LETTER FROM ADEM (TURKISH FRIEND)























Dear Adrian,

Your letters arrived while I was away. Thank you for your extraordinary comments. I felt in a way as if my physical sensibilities were discovered in my work. I am an aged artist but I find my ideas of art have been constantly renewed. Our generation of artists grew with Herbert Reads' On the Meaning of Art. He says, "all art is primarily abstract," so I think that as he defines it, art creates an empathy that transcends reality. Getting my Doctorate on a Fulbright in the U.S. taught me a great deal. I'm now convinced that my core ideas concerning painting will never be accepted in Turkey, only internationally, if at all.

As you stated in your letter I, too, believe there is no progress in art. Art changes but does not evolve.

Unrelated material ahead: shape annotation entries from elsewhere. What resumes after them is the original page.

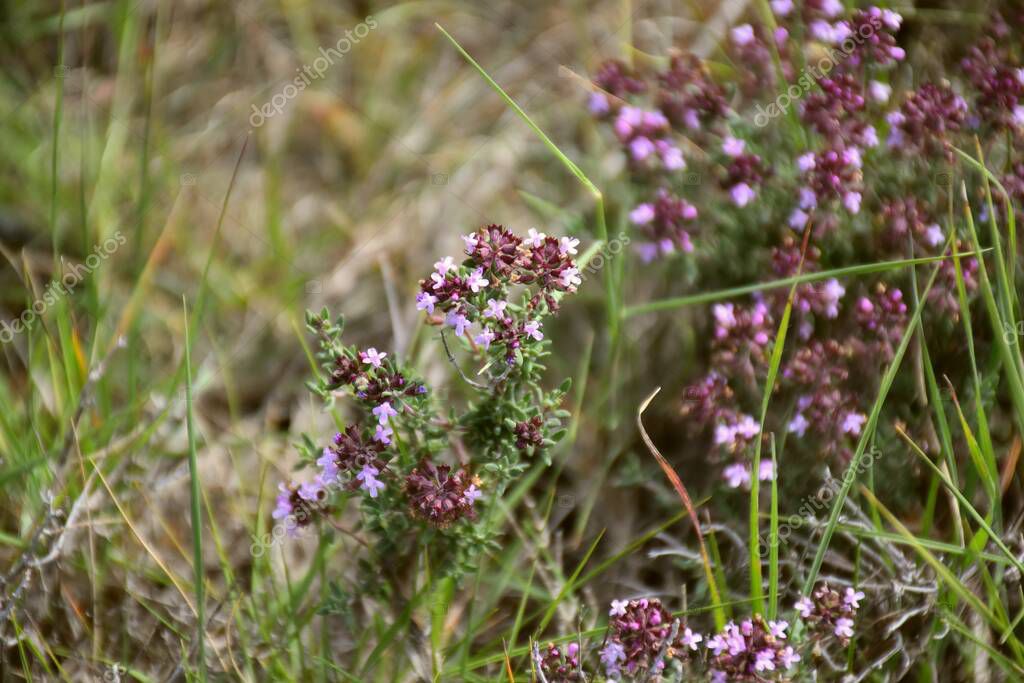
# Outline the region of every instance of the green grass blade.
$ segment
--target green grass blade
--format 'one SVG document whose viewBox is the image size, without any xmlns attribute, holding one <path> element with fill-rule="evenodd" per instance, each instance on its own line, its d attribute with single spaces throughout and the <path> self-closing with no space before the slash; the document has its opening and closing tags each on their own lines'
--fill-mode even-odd
<svg viewBox="0 0 1024 683">
<path fill-rule="evenodd" d="M 558 591 L 558 595 L 555 596 L 555 599 L 551 601 L 550 605 L 548 605 L 547 611 L 544 612 L 544 617 L 541 618 L 540 626 L 537 627 L 537 633 L 544 632 L 544 629 L 551 623 L 551 618 L 555 615 L 555 610 L 558 608 L 558 605 L 561 604 L 561 601 L 564 600 L 566 596 L 571 595 L 572 591 L 575 590 L 577 579 L 580 578 L 580 573 L 583 571 L 583 568 L 587 566 L 587 562 L 590 561 L 590 556 L 594 554 L 595 550 L 597 550 L 597 544 L 601 542 L 602 538 L 604 538 L 604 529 L 601 529 L 601 532 L 597 535 L 594 542 L 590 544 L 590 548 L 587 549 L 587 553 L 583 556 L 583 559 L 580 560 L 580 563 L 572 571 L 572 574 L 568 578 L 568 581 L 566 581 L 565 585 L 562 586 L 562 590 Z"/>
<path fill-rule="evenodd" d="M 863 460 L 864 453 L 867 451 L 867 443 L 874 435 L 874 427 L 879 422 L 879 416 L 882 413 L 882 405 L 885 403 L 886 397 L 889 395 L 889 389 L 892 387 L 892 384 L 896 379 L 896 373 L 902 365 L 903 355 L 906 353 L 907 346 L 910 344 L 910 339 L 913 337 L 914 330 L 921 322 L 921 313 L 924 310 L 924 302 L 928 300 L 928 293 L 932 290 L 932 285 L 935 284 L 935 279 L 939 274 L 939 267 L 940 266 L 937 265 L 932 271 L 932 276 L 929 278 L 928 286 L 925 288 L 925 292 L 921 297 L 921 302 L 914 308 L 913 315 L 907 323 L 906 331 L 903 333 L 903 338 L 900 340 L 899 346 L 896 348 L 892 362 L 889 364 L 889 368 L 886 369 L 886 373 L 882 377 L 879 395 L 876 397 L 874 403 L 871 405 L 871 412 L 868 415 L 867 424 L 864 425 L 864 429 L 860 433 L 860 439 L 857 441 L 857 449 L 853 454 L 853 459 L 850 461 L 850 466 L 843 475 L 843 485 L 840 486 L 839 493 L 836 495 L 836 500 L 833 502 L 831 510 L 828 513 L 828 522 L 821 535 L 821 541 L 818 543 L 818 548 L 814 553 L 814 560 L 807 572 L 807 579 L 804 581 L 804 589 L 802 591 L 803 595 L 810 595 L 811 591 L 814 590 L 814 582 L 817 581 L 818 572 L 821 570 L 821 564 L 825 559 L 825 552 L 828 550 L 828 544 L 831 543 L 833 535 L 836 532 L 836 525 L 839 523 L 839 516 L 843 510 L 843 505 L 846 502 L 847 496 L 850 494 L 850 489 L 853 487 L 853 482 L 857 478 L 857 472 L 860 470 L 861 460 Z"/>
<path fill-rule="evenodd" d="M 200 681 L 206 681 L 206 598 L 203 571 L 203 510 L 199 481 L 199 458 L 196 451 L 196 423 L 193 417 L 191 338 L 188 335 L 188 305 L 181 299 L 185 324 L 185 425 L 188 430 L 188 478 L 191 487 L 193 574 L 196 592 L 196 638 Z"/>
<path fill-rule="evenodd" d="M 987 250 L 978 250 L 977 252 L 962 254 L 962 256 L 972 256 L 978 253 L 984 253 L 984 251 Z M 642 315 L 644 313 L 653 313 L 662 310 L 672 310 L 674 308 L 684 308 L 686 306 L 692 306 L 699 303 L 711 303 L 712 301 L 721 301 L 722 299 L 733 299 L 748 294 L 753 294 L 755 292 L 767 292 L 768 290 L 780 289 L 783 287 L 792 287 L 793 285 L 802 285 L 804 283 L 815 283 L 822 280 L 829 280 L 833 278 L 839 279 L 850 275 L 866 275 L 876 272 L 886 272 L 888 270 L 897 270 L 899 268 L 906 268 L 914 265 L 922 265 L 925 263 L 934 263 L 936 261 L 943 261 L 949 258 L 952 257 L 921 256 L 918 258 L 904 258 L 892 261 L 879 261 L 878 263 L 862 263 L 860 265 L 849 265 L 842 268 L 833 268 L 831 270 L 805 272 L 799 275 L 791 275 L 790 278 L 782 278 L 781 280 L 773 280 L 767 283 L 742 285 L 741 287 L 732 287 L 725 290 L 718 290 L 717 292 L 702 292 L 700 294 L 692 294 L 684 297 L 673 297 L 670 299 L 650 301 L 648 303 L 638 304 L 636 306 L 627 306 L 626 308 L 623 309 L 623 316 L 633 317 L 634 315 Z"/>
</svg>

The evolution of technique has never been the focal point of artistic interpretation. But concepts, for example; religious, ideological and philosophical, play an important role in human creativity.

From the point of art evolving, your work does not fit nicely into any sort of category or art movement, and I do not think that that should disturb you at all. You are not a postmodern "genre" painter although it is obvious that you admire 17th century still life's and history painting. No matter how classical your technique and no matter how traditional your work may appear to a superficial viewer, no matter how deeply you study history, your work is not "historical'. Rather, you constantly read, re-read and revise the background of American civilization. What A.C. Danto called, "The transfiguration of the commonplace."

In a way, all artists are storytellers. While you were in Turkey I believe we had a conversation about Marquez and his book Vivir Para Contarla (Living for Telling). We live to make stories, constructing meaning, constantly revising the significance of things. If we do not, we cannot survive.
Alles Gute fur Sie und Ihre Familie mein elemental Freund.